Andrew n’avait jamais vu le Château Comyn, sauf à distance, de la Zone Terrienne. Immense, il dominait la cité de toute sa masse imposante, et Callista lui dit qu’il se trouvait déjà là avant les Ages du Chaos, et qu’aucune main humaine n’avait participé à sa construction. Les pierres avaient été mises en place par les cercles des Tours, travaillant en commun à transformer les forces.
L’intérieur était un véritable labyrinthe de couloirs interminables. Leurs chambres – réservées aux Alton lors de la saison du Conseil depuis des temps immémoriaux, lui dit Callista – étaient presque aussi grandes que leurs appartements d’Armida.
À part leur suite, le château semblait désert.
— Mais le Seigneur Hastur est là, dit Callista. Il passe à Thendara la plus grande partie de l’année, et son fils Davan l’aide à commander la Garde. Je suppose qu’il va convoquer le Conseil au sujet de la succession Alton. Il y a toujours des problèmes, et Valdir est si jeune.
Comme on transportait Dom Esteban dans le grand hall de la suite Alton, un garçon d’une douzaine d’années au visage vif et intelligent, et aux cheveux d’un roux si sombre qu’ils en paraissaient presque noirs, s’avança à sa rencontre.
— Valdir !
Dom Esteban lui tendit les bras et l’enfant s’agenouilla à ses pieds.
— Tu es bien jeune, mon enfant, mais il va falloir te conduire en homme !
L’enfant se releva, et il le serra contre lui.
— Sais-tu où est la dépouille de ton…
Il s’interrompit, incapable de terminer.
— Ses restes sont à la chapelle, mon Père, dit le jeune Valdir, et son écuyer est près de lui. Je ne savais pas ce que je devais faire, mais…

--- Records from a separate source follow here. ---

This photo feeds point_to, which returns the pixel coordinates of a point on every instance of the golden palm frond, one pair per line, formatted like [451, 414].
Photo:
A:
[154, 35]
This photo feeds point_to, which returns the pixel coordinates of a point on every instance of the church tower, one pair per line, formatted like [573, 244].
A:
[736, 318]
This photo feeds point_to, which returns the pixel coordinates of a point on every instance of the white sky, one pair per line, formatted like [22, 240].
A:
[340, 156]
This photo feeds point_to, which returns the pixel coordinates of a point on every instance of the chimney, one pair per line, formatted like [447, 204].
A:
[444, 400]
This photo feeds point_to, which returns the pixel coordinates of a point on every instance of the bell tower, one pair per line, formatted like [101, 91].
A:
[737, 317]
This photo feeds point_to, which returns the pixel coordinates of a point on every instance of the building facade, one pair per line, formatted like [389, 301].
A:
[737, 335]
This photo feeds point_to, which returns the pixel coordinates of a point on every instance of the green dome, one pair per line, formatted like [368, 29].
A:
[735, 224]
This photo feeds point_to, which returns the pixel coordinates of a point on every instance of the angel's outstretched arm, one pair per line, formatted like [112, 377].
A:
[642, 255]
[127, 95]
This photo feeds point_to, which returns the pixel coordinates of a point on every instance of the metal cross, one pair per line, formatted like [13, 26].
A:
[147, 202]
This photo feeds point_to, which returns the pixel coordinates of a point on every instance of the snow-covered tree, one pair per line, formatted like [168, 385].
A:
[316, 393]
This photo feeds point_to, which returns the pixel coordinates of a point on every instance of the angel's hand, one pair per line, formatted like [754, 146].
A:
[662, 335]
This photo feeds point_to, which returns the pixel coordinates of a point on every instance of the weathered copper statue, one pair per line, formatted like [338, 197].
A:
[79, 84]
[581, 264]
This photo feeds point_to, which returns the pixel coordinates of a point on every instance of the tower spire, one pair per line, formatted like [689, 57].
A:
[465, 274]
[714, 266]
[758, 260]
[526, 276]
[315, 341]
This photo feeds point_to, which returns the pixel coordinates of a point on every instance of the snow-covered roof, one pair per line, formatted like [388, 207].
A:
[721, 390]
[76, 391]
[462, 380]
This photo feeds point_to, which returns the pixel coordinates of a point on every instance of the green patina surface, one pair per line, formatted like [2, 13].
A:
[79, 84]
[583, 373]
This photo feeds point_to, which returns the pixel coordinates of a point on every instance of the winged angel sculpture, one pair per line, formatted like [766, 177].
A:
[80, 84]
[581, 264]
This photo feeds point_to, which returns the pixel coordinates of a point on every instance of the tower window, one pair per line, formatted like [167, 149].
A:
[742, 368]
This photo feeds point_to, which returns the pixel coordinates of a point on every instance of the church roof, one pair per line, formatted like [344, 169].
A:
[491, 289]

Il fit un geste, et Dezi s’avança, d’un pas hésitant.
— … mais mon frère Dezi m’a beaucoup aidé depuis mon retour de Nevarsin.
Damon pensa peu charitablement qu’après la mort de son premier protecteur, Dezi n’avait pas perdu de temps à s’insinuer dans les bonnes grâces du nouvel héritier. Près du frêle Valdir, Dezi, avec ses cheveux d’un roux flamboyant et son visage parsemé de taches de rousseur ressemblait beaucoup plus à son père que le fils légitime. Dom Esteban embrassa Dezi en pleurant.
— Mon cher, cher enfant…
Damon se demanda comment on pourrait priver l’infirme de son seul autre fils survivant, priver Valdir de son seul frère. Nu est le dos sans frère, disait le proverbe, et c’était vrai. D’ailleurs, sans sa matrice, Dezi était inoffensif.